Falling global trade and rising debt point to grim outlook for 2024
- The world must face the reality that China’s property sector is not the biggest economic threat and the chance of ‘soft landings’ elsewhere is just an illusion
- Legacies of past monetary and fiscal excesses and present economic systemic fragmentation will undermine major economies
Not collapsing, just crumbling. That would be a good way to describe the state of the global economy at present, and now that it has begun sliding, it probably won’t be long before it really hits the skids. Then, it’s downhill all the way.
Why would the world tip into recession or slump in 2024 and beyond when it has proved resilient so far to Covid-19, supply chain problems, wars in Ukraine and Gaza, strained superpower relations, inflation and other shocks? Because that is how crumbling develops – incrementally at first, then with sudden acceleration. It is all about lagged impacts, especially on global monetary conditions and now trade. Economic growth will be next.

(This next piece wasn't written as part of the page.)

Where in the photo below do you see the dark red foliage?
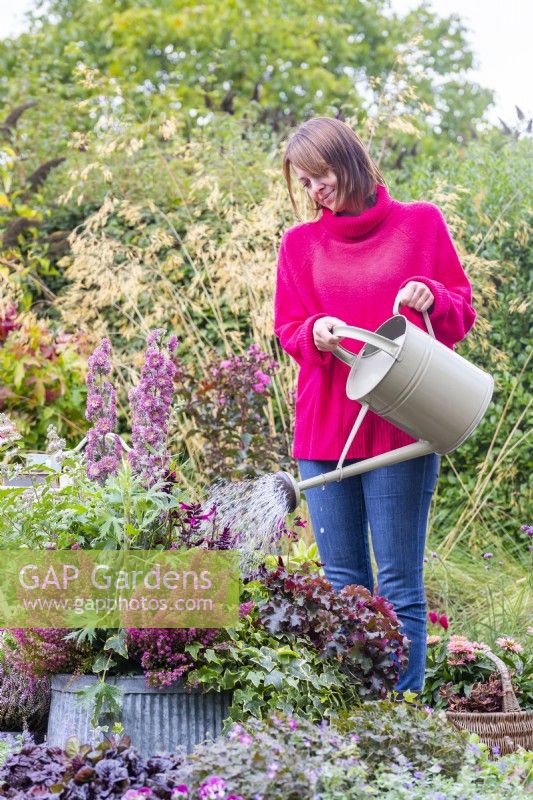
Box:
[439,672,503,713]
[259,559,408,697]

Many commentators do not appear able to grasp the fact that a headache does not go away when someone stops hitting you on the head with a hammer. The bruising remains, and internal injury takes time to show up.
According to the latest Global Trade Update published by the United Nations Conference on Trade and Development, global trade is expected to fall to around US$30.7 trillion in 2023 – a contraction of about US$1.5 trillion, compared to 2022. “Geopolitical trends including declining interdependence between China and the United States are having a growing impact on global trade,” UNCTAD said, adding that the outlook for 2024 is “uncertain but overall pessimistic”.
We will hear more of this in 2024 as debt distress turns to corporate or even country destruction. As the World Bank noted in its latest International Debt Report published on December 13, amid the biggest surge in global interest rates in four decades, developing countries paid a record US$443.5 billion in debt service in 2022. That amount will have ballooned this year.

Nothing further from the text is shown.